Security Considerations

Production Deployment

  1. HTTPS Required: Always use TLS in production
  2. Password Requirements: Enforce strong password policies
  3. Rate Limiting: Implement rate limiting to prevent brute force
  4. Input Validation: Validate all inputs on both client and server
  5. Content Security Policy: Implement CSP headers

Known Limitations

Limitation Impact Mitigation
Password Quality Security depends on password entropy Recommend strong passwords
Online Attacks Vulnerable to online dictionary attacks Rate limiting needed
Side Channels JavaScript timing attacks possible Browser crypto trusted
Browser Security Relies on browser's crypto implementation Use modern browsers

Troubleshooting

Common Issues

WebCrypto undefined:

  • Ensure Node.js ≥18 is installed
  • Verify tests/setup.mjs is loaded in Jest config

"Cannot use import statement outside a module":

  • Ensure package.json has "type": "module"

Socket connection failures:

  • Verify server running on port 3001
  • Check CORS configuration

Test timeouts:

  • Increase timeout for network-bound tests
  • Ensure server is fully started

Port Conflicts

# Find and kill process on specific port
lsof -ti:3001 | xargs kill -9
lsof -ti:3002 | xargs kill -9

Contributing

Contributions are welcome!

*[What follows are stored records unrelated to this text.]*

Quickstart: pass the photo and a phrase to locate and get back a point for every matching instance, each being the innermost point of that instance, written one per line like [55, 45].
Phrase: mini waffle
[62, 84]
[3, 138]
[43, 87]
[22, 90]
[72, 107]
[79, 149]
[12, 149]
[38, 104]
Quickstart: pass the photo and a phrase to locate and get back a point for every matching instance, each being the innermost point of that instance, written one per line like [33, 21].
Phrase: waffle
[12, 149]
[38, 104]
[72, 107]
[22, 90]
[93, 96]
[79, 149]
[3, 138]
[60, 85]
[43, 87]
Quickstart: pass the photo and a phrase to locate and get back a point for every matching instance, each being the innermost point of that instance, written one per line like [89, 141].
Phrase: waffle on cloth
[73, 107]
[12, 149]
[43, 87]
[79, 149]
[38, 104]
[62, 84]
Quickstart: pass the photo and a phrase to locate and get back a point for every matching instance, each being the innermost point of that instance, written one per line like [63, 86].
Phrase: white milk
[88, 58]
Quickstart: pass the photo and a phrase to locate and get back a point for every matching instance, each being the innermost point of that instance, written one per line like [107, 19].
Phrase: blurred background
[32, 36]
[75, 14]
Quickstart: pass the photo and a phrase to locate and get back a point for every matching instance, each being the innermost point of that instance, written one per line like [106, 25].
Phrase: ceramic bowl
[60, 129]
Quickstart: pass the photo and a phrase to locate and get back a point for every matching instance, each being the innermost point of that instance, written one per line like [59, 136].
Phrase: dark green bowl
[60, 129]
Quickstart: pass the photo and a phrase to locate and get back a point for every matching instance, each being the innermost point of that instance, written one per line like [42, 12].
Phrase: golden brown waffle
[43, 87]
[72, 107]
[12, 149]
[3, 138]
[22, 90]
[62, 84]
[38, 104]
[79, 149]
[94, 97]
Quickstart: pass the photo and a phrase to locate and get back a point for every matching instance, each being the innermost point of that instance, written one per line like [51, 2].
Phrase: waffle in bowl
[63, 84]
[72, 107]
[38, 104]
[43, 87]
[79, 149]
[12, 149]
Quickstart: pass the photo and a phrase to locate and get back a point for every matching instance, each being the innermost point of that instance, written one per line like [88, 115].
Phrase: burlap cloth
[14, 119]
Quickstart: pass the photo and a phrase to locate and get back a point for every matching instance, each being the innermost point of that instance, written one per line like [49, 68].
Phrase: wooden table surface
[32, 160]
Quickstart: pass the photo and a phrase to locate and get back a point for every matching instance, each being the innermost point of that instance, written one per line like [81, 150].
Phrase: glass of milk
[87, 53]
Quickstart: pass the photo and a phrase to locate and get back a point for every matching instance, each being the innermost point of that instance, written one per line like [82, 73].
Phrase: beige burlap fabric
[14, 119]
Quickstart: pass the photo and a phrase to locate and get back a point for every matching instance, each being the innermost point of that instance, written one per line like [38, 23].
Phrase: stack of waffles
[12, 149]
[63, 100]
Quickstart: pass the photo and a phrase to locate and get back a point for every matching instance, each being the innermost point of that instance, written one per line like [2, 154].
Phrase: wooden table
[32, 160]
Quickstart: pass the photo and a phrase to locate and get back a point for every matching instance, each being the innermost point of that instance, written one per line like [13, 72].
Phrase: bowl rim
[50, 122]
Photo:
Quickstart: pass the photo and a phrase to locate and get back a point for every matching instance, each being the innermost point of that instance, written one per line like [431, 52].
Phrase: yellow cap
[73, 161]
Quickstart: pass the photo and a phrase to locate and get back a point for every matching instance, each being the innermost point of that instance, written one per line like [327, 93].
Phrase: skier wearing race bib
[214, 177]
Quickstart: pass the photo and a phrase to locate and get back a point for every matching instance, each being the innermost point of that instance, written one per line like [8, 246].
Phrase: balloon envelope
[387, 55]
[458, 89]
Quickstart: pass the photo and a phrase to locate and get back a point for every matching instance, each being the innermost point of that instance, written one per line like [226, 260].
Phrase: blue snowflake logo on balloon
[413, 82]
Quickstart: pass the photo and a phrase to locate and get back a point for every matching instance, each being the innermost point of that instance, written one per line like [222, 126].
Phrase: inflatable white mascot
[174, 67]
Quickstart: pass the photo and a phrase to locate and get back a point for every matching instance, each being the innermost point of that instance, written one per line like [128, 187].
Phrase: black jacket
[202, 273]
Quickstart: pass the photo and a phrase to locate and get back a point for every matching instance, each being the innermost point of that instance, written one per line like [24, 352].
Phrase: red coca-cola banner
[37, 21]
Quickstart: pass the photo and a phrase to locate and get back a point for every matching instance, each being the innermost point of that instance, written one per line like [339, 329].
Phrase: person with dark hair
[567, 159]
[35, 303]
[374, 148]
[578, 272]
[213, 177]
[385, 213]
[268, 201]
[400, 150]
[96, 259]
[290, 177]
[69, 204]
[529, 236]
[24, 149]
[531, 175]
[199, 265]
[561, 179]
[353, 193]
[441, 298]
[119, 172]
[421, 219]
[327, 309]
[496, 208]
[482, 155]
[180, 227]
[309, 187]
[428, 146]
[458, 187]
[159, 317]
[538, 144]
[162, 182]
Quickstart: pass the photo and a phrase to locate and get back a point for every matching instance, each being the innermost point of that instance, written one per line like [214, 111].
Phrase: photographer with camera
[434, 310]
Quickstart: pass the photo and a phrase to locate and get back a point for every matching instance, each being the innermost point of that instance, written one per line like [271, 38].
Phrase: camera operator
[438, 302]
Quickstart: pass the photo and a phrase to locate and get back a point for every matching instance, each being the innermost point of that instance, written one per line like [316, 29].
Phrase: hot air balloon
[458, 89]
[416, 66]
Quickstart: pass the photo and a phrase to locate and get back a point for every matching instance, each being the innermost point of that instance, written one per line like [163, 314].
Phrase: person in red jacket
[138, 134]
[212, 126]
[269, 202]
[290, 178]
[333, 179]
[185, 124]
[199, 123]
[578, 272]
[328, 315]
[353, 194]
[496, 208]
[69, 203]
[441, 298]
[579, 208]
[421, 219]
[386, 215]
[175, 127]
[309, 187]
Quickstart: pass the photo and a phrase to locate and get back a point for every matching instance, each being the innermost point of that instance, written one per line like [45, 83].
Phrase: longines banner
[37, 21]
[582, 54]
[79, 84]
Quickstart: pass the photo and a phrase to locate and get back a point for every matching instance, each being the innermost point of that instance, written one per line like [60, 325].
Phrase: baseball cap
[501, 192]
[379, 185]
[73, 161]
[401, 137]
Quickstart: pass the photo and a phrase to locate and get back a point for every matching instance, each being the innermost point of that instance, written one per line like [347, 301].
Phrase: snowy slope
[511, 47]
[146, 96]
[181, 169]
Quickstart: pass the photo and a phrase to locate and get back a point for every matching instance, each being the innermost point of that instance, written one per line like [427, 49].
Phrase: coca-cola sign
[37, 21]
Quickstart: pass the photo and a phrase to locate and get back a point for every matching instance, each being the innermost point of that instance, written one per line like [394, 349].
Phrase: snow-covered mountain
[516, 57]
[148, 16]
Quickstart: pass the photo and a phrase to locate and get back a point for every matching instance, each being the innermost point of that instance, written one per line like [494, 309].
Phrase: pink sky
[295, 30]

Please follow these guidelines:

  1. Fork the repository
  2. Create a feature branch
  3. Write tests first (TDD approach)
  4. Commit your changes
  5. Push to the branch
  6. Open a Pull Request

Code Style

  • ES6+ JavaScript
  • Functional React components with hooks
  • Consistent error handling
  • Comprehensive comments for complex operations

Changelog

Version 2.1.0 - Code Organization and Documentation

  • Refactored: Extracted utility functions into dedicated modules
  • Refactored: Extracted SecurityTooltip component
  • Improved: Added comprehensive JSDoc documentation
  • Enhanced: Better separation of concerns

Version 2.0.0 - Protocol Hardening and Interop

  • Changed: HKDF(SHA-256)-based key separation for encKey/macKey
  • Changed: Password-to-scalar mapping s ∈ [1, q-1] via HKDF
  • Improved: Transcript-bound HKDF salt and canonical transcript ordering
  • Improved: Deterministic Round 2 ordering
  • Improved: AES-GCM AAD binds session context and message counter

Version 1.0.0 - Initial Release

  • Complete J-PAKE protocol implementation
  • AES-256-GCM encryption
  • WebSocket-based real-time communication
  • React-based UI with theme support

Citation

If you use this implementation in your research, teaching, or projects:

@software{vermillion2025lockstep,
  author       = {Vermillion, Justin},
  title        = {Lockstep Chat: A J-PAKE Secure Messaging Application},
  year         = {2025},
  institution  = {New Mexico Institute of Mining and Technology},
  course       = {CYBS 5041: Applied Cryptography},
  url          = {https://github.com/vermi/lockstep-chat}
}

References


License

MIT License - see LICENSE file for details


Acknowledgments

  • J-PAKE protocol designed by F. Hao and P. Ryan
  • RFC 8236 specification by F. Hao
  • React team for the excellent framework
  • Socket.IO team for real-time capabilities

Academic Disclaimer: This implementation was created as an educational project for CYBS 5041 at New Mexico Tech. While it demonstrates proper cryptographic principles and includes security enhancements, it is intended primarily for learning and demonstration purposes. For production use, consider additional security measures, professional cryptographic review, and compliance with relevant security standards.